Bruxelles – La Commissione europea prima ancora di iniziare il dibattito con Consiglio Ue e Parlamento, sul riconoscimento dello status di economia di mercato alla Cina, deve presentare un’accurata valutazione d’impatto. A chiederlo è l’eurodeputata del Pd, Alessia Mosca, responsabile della questione per il gruppo dei Socialisti & Democratici all’Assemblea comunitaria, secondo cui sarebbe “inaccettabile” un riconoscimento automatico alla fine dell’anno come richiede Pechino
L’esecutivo comunitario ha deciso di rimandare alla seconda metà dell’anno la proposta sul riconoscimento dello status di economia di mercato alla Cina. Come valuta questa scelta?

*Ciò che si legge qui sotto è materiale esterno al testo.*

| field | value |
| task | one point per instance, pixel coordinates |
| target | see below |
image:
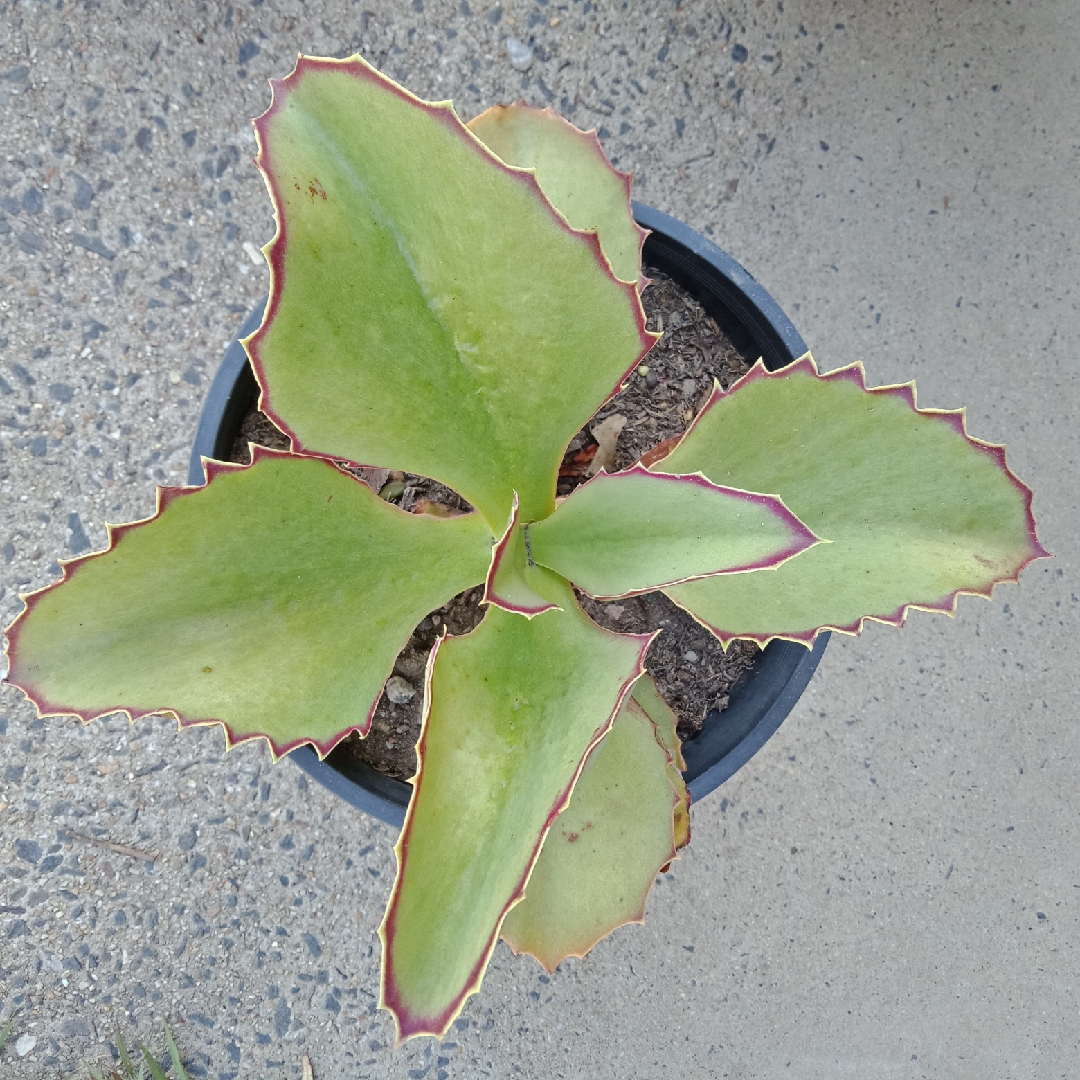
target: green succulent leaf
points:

“Da una parte questa notizia preoccupa, perché ovviamente più tempo passa meno possibilità di intervento ci saranno. Ma il lato positivo della cosa è il segnale che sia emersa una discussione perché si affronti questo tema, grazie anche alle pressioni che il Parlamento esercita da mesi”

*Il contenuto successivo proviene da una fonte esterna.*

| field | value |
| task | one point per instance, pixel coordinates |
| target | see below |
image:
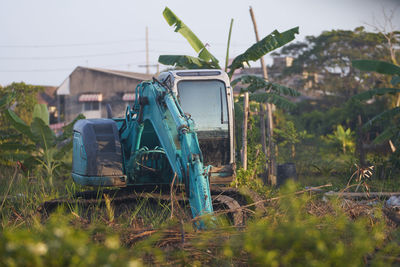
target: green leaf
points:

Cosa si deve fare ora secondo lei?
“Un eventuale riconoscimento da parte dell’Europa dello status di economia di mercato alla Cina avrebbe implicazioni economiche e occupazionali. La Commissione, prima ancora di aprire una discussione, deve presentare una valutazione di impatto perché ci consente di avere un quadro della situazione. Finora questa valutazione è stata negata ma senza è impossibile una discussione”.
La Cina afferma che secondo le regole del Wto a decembre lo status di economia di merato le dovrebbe essere garantito
“La questione è aperta, un parere giuridico del Parlamento europeo dice che c’è una zona grigia tale per cui non c’è una univocità di interpretazione. La Cina pone la questione come se fosse dovuta ma da un punto di vista giuridico, noi ci opponiamo all’automatismo. La nostra non è solo una posizione politica ma ha anche un fondamento giuridico”
Se si darà il via libera alla Cina sarà più difficile applicare norme anti-dumping, i prezzi delle merci esportate verranno confrontati con i prezzi nazionali, e non con quelli di un Paese terzo
“La questione dei prezzi delle merci è fondamentale. È questo che intendiamo quando chiediamo che vengano rispettate le stesse regole. Nelle relazioni con un colosso come la Cina è chiaro che alcuni settori possono andare in difficoltà, ma questo sarebbe accettabile se ci fosse una condizione di parità. Ma se lì i prezzi delle merci vengono determinati in modo completamente diverso rispetto alle nostre regole è chiaro che questa cosa non può essere accettata. Come Ue siamo portatori della bandiera della concorrenza leale e perché ci possa essere una competizione equa questa deve valere nelle relazioni con i nostri partner”
Pensa che la Cina sia un partner affidabile?
“La Cina è un partner commerciale e politico di grande importanza, per gli investimenti ma anche per tanti accordi, si pensi ad esempio a quello sul Clia ottenuto a parigi, che è stato possibile anche grazie a un protagonismo della Cina. Noi non vogliamo ridurre la portata delle nostre relazioni e non ci poniamo in posizione di protezionismo per scelta economica o ideologica, la nostra non è una posizione semplicemente di difesa. Vogliamo che si accetti il principio della parità delle regole”.
Il Parlamento sembra compatto nel voler bloccare il riconoscimento dello status
“Abbiamo una compattezza abbastanza trasversale tra i vari gruppi, ma il Parlamento non è l’unico a decidere. Quando ci sarà la proposta della Commissione dovremo valutarla insieme agli Stati membri del Consiglio. La nosra non sarà una battaglia ideologica, vogliamo avere una posizione costruttiva, ma alcune delle proposte che stanno trapelando sono inaccettabili”.
A cosa si riferisce?
“Una delle ipotesi in campo è di modificare le regole sul dumping a livello settoriale. Non può essere una buona strada, sarebbe un rischio determinare quali settori possono essere intaccati o quanti meno dalla concorrenza cinese. Questa soluzione, ripeto, sarebbe inaccettabile”.